Recorde-se que a 28 de junho, a Comissão Europeia apresentou um projeto de proposta legislativa para um possível euro digital. O objetivo da legislação é assegurar que qualquer futuro euro digital dê às pessoas e empresas a opção adicional de pagar com uma forma de moeda pública generalizadamente aceite, barata, segura, resiliente e passível de ser utilizada em toda a área do euro.

Vinay Pranjivan lembra, no entanto, que este projeto ainda está numa fase de desenho e obriga a perceber, por exemplo, a tecnologia que vai estar por detrás, referindo que do lado dos “consumidores há uma grande pretensão para que esses serviços sejam gratuitos, a não ser que os bancos disponibilizem serviços mais especializados ou premium”.

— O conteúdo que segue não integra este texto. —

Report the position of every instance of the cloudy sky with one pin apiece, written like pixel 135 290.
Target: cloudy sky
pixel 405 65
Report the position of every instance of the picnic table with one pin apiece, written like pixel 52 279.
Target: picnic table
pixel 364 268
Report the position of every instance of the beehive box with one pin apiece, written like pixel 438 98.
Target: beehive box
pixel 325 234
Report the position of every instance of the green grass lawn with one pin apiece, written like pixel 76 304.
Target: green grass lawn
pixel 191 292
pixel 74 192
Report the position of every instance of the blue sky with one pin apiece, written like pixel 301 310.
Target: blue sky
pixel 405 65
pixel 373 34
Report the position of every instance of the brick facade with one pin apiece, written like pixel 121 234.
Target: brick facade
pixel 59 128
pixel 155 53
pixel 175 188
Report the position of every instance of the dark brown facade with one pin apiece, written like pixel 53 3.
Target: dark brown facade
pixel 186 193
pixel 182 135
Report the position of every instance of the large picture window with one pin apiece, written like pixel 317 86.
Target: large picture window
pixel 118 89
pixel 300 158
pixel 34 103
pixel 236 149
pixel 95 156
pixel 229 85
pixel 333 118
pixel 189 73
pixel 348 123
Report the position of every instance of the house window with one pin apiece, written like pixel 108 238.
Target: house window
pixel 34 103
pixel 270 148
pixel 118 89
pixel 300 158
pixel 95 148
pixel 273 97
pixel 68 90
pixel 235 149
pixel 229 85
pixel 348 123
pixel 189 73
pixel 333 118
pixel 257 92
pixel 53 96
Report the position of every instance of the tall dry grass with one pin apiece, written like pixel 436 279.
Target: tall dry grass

Também Mário Frota comenta as questões em cima da mesa. “Há uma proposta legislativa sobre o curso legal das notas e moedas de euro, que visa salvaguardar o papel do numerário, garantir que este é amplamente aceite como meio de pagamento para permanecer facilmente acessível para as pessoas e as empresas em toda a área do euro” e uma proposta legislativa que estabelece o quadro jurídico para um eventual euro digital como complemento das notas e moedas de euro que “viabilizará uma forma de pagamento digital alternativa às soluções privadas atualmente existentes para as pessoas e as empresas na área do euro, com base numa forma de dinheiro público amplamente aceite, barata, segura e resiliente” E recorda que, após adoção pelo Parlamento Europeu e o Conselho, a proposta estabelecerá o quadro jurídico para o euro digital, mas caberá, em última análise, ao Banco Central Europeu decidir se e quando emitir o euro digital.